Tuomas "Rosoboronexport" Jalonen

Porvoo, Finland

"You know you've been Finlandized when you walk down the street and someone smiles at you, you immediately assume he's either drunk, insane or an American."

Welcome to Porvoo.

The common Finns see the regular stereotype of an American: obnoxious, proud of themselves and ignorant of the rest of the world. Those of us who have met Americans or been in the US tend to like you. In the media USA is usually portrayed quite negatively, especially on the current foreign and environmental issues.

Finland has been a vassal country most of its time, and a buffer between east and west. Until the 19th century, Finland was an autonomous part of Sweden, and after a short skirmish, continued the same ol' with Russia. Finland declared its independence in December 6th 1917 and fought against Russia in World War 2, being one of the few countries to sustain its system of government.
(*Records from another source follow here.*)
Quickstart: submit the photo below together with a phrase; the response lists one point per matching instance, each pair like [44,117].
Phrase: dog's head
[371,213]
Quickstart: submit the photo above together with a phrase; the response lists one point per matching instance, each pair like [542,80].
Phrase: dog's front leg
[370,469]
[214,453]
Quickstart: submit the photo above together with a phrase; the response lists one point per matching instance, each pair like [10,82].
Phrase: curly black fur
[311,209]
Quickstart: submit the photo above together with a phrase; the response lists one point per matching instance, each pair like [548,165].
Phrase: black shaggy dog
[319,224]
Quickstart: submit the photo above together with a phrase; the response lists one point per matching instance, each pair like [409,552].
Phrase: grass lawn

The average Finn has 2.4 children and house with a mortgage, and will most likely die of heart attack because of the risen fuel prices. We think that all the Swedish are gay, Russians and Estonians are thieves, prostitutes and criminals and Norwegians bathe in oil and money.

Everything is expensive in Finland, you have to pay for a car in terrible condition. Finland has been in the international news lately -- it arranged the yearly Eurovision Song Contest, which we won last year by sending some KISSish metal band Lordi. And our Idol contest winner this year worked as a heavy karaoke host.

If you arrive in Finland, and travel 50 km east from the capital, Helsinki, you arrive at Porvoo. A rather small city, around 50 000 inhabitants. It has a long history, as the Russians held the Diet declaring Finnish autonomy in 1809, and our national poet, J.L. Runeberg, was born here. You might have seen it too, as it played a small role in the 1997 remake of The Jackal.

We are amongst the only countries in Europe (and most likely in the world) to learn mandatory minority language -- in this case Swedish. Recently it's dropped from the mandatory A levels and its future in Finland is becoming less significant. Porvoo was mostly Swedish-speaking area until the Kilpilahti refinery area was built, and with it came a lot of Finnish-talking workforce. Now it's pretty much divided: the Swedish-speaking have their own schools, and mostly move in their own cliques. On the outside, Porvoo is all Finnish. Swedish is mostly heard when the youngsters talk "finlandssvensk" in which they mix Finnish and Swedish words fluently.

If you wish to visit this city, I recommend coming in summer for half a day. The old city shows its best sides, there are open-air bars all around the Porvoo River, and you can take a steam train or a boat back to Helsinki. It is also mandatory for every foreigner to visit a sauna, preferably one heated with firewood.